In the late 1990s, as Sarah Hazlegrove’s family stopped growing tobacco for the first time in 200 years, her immediate reaction was to start photographing the Virginia family farm she knew and loved. Though Forkland Farm’s history with tobacco had special resonance for her, she knew its departure from the cash crop wasn’t a unique phenomenon and that many family tobacco operations around the world were slipping away as commercial enterprises increasingly dominated.
In the years since, she’s visited family farms throughout the United States, the Dominican Republic, Brazil, Malawi, Indonesia, and Cuba to document the people who still grow the plant the way she knew growing up. Hazlegrove’s own personal history with tobacco has helped her access otherwise hard to access communities, and she plans to visit even more of them—hopefully in China, India, and Turkey—as she continues her project, “Tobacco People.”
Over the years, Hazlegrove has had to practice what she calls “special forces photography,” because she usually only has an hour or two to “get in, get the pictures, and get out.” Still, her photos manage to capture the full variety of a tobacco farmer’s responsibilities, from harvesting to curing. But they also focus on personalities and show everyday life for the farmers, including their work and rare moments of relaxation. In Brazil, Hazlegrove took special interest in documenting workers twisting rope tobacco, an old process intended to keep tobacco preserved longer and moved more easily. In other countries, she simply photographed the common but miraculous ability of families to make a living on only two hectares—less than five acres—of land.

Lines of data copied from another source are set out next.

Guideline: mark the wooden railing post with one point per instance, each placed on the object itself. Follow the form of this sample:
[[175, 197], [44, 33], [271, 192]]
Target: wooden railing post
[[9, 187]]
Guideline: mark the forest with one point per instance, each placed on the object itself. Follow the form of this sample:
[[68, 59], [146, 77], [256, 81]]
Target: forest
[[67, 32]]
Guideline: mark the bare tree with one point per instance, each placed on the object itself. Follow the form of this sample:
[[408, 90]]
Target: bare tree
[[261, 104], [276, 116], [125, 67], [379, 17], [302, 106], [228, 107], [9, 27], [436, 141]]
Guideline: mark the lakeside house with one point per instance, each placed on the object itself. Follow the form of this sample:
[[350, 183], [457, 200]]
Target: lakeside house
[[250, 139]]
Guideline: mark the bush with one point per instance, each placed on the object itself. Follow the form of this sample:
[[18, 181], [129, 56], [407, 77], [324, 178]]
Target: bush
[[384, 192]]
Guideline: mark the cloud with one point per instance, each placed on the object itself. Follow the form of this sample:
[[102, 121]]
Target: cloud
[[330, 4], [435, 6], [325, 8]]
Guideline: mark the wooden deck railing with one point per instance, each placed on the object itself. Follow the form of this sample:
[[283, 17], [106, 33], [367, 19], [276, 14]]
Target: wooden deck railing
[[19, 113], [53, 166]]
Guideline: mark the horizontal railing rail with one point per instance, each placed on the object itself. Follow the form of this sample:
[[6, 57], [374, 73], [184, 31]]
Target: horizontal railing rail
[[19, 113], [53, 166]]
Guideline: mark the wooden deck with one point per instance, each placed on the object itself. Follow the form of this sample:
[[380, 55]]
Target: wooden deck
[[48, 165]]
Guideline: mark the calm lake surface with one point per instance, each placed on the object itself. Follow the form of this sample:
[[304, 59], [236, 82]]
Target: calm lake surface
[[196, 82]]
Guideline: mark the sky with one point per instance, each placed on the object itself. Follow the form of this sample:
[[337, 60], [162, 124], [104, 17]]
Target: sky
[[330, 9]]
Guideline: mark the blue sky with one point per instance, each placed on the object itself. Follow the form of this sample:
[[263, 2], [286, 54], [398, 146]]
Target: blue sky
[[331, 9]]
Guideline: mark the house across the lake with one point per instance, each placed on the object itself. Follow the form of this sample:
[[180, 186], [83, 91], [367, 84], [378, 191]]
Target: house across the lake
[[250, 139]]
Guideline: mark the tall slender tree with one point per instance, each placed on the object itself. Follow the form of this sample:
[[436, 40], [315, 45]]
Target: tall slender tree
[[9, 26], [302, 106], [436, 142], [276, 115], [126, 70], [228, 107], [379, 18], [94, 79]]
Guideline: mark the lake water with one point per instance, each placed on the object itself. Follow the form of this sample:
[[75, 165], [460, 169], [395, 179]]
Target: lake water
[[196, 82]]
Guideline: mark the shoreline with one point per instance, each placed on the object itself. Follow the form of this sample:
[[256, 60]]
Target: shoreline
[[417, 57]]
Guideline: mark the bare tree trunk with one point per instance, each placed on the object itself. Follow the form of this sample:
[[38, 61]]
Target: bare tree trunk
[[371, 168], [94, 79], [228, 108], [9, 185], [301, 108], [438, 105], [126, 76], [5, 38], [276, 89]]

“The connecting element is as much the struggle and hardships as the successes these farmers have with tobacco. Having enough money to send the kids to school, to put shoes on their feet, to eat. It’s pretty much repeated throughout the world,” she said.
Photos from “Tobacco People” will be on display in Virginia at the Taubman Museum of Art from Oct. 10 to March 27. They will also be on view at the O. Winston Link Museum and at the Harrison Museum of African American Culture starting Oct. 17. A series of self-published books containing photos from “Tobacco People” are available on Hazlegrove’s website.